Oui, des plaintes dans tous les sens : au pénal, au civil, devant des tribunaux administratifs, ou directement au Conseil d’Etat. Et puis, plus grave, il y a à ce jour 19 plaintes déposées devant la Cour de Justice de la République, cette juridiction d’exception chargée de juger les membres du gouvernement ou des parlementaires pour des fautes commises dans l’exercice de leurs fonctions. Certains envisagent déjà d’aller jusqu’au Comité des Droits de l’homme des Nations Unies. Rien que ça …

Et ces plaintes visent qui ?

Les principaux ministres impliqués dans la gestion de la crise… Pêle-mêle, il leur est reproché le manque d’anticipation, les erreurs de gestion par exemple des stocks de masques, et tout cela débouchant sur des mises en accusation très graves : homicide involontaire, mise en danger de la vie d’autrui, non-assistance à personne en danger. L’imagination est sans limite. Et elle est alimentée par des précédents historiques comme la vache folle, et surtout le scandale du sang contaminé…
Et qui trouve-t-on derrière ces plaintes, qui en sont les auteurs ?

On peut mettre de côté ceux qui sont tombés malades et qui expriment une sorte de colère, qui veulent absolument trouver un coupable. Ils sont peu nombreux et en général, ils agissent seuls. Mais l’essentiel est ailleurs : il suffit de regarder le profil le plus courant de ceux qui déposent des recours, et d’observer le curriculum vitae des avocats qui les conseillent. On y trouve bon nombre de militants connus pour leur activisme politique, ou d’autres qui se sont déjà illustrés en défendant des causes « border line »…

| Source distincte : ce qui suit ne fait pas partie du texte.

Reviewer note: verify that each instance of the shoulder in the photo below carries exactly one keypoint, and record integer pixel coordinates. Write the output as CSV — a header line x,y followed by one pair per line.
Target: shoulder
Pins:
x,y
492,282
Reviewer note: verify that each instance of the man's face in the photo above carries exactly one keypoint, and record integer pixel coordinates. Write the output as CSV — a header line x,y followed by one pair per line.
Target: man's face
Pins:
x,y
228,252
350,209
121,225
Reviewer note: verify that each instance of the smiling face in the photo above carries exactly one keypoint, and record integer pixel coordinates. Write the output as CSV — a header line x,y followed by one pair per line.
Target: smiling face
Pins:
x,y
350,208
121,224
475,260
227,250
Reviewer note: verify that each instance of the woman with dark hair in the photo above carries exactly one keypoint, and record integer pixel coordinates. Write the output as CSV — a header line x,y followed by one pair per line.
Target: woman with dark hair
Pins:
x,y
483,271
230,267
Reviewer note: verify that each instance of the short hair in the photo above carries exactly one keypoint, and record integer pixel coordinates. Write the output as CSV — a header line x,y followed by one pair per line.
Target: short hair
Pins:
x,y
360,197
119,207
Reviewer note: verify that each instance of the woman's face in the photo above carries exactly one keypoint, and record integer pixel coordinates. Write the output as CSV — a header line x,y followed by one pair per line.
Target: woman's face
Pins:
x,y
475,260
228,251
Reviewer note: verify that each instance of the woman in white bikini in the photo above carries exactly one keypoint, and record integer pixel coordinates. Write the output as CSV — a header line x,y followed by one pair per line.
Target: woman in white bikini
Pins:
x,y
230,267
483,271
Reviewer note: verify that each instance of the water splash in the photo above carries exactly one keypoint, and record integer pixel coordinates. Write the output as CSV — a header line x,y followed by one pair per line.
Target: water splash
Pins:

Et quelles sont les chances d’aboutir ?

De l’avis de nombreux juristes, elles sont très faibles. D’ailleurs, la Cour de Justice de la République filtre tout ça pour s’assurer que la finalité des plaintes n’est pas politique (au sens politicien). Alors, et alors seulement, une enquête sera lancée qui vérifiera tout, y compris l’état des connaissances scientifiques au moment de la prise de telle ou telle décision. Autant dire qu’il y en a pour des années. Alors, évidemment, on peut estimer que tout cela n’est pas grave, que le temps en effacera les traces, et que le turn-over électoral aura fait son œuvre. Sauf que, non, je trouve que c’est grave. Bien sûr, ce n’est pas la première fois que l’action politique est mise en cause judiciairement pour mauvaise gestion d’une crise sanitaire. Mais jamais il n’y a eu un tel déferlement de plaintes, et jamais aussi vite (l’épidémie n’en est même pas à son pic). Cette façon de faire pression sur un gouvernement, de jouer la mise en cause pénale plutôt que la responsabilité politique, c’est une dérive de la démocratie. Et surtout, c’est une façon d’enfermer les hommes et les femmes politiques dans un arsenal de menaces qui les conduira inévitablement à se surprotéger, à ne plus rien décider qui soit risqué, jusqu’à la paralysie de l’action publique. L’inverse de ce qu’il faudrait rechercher.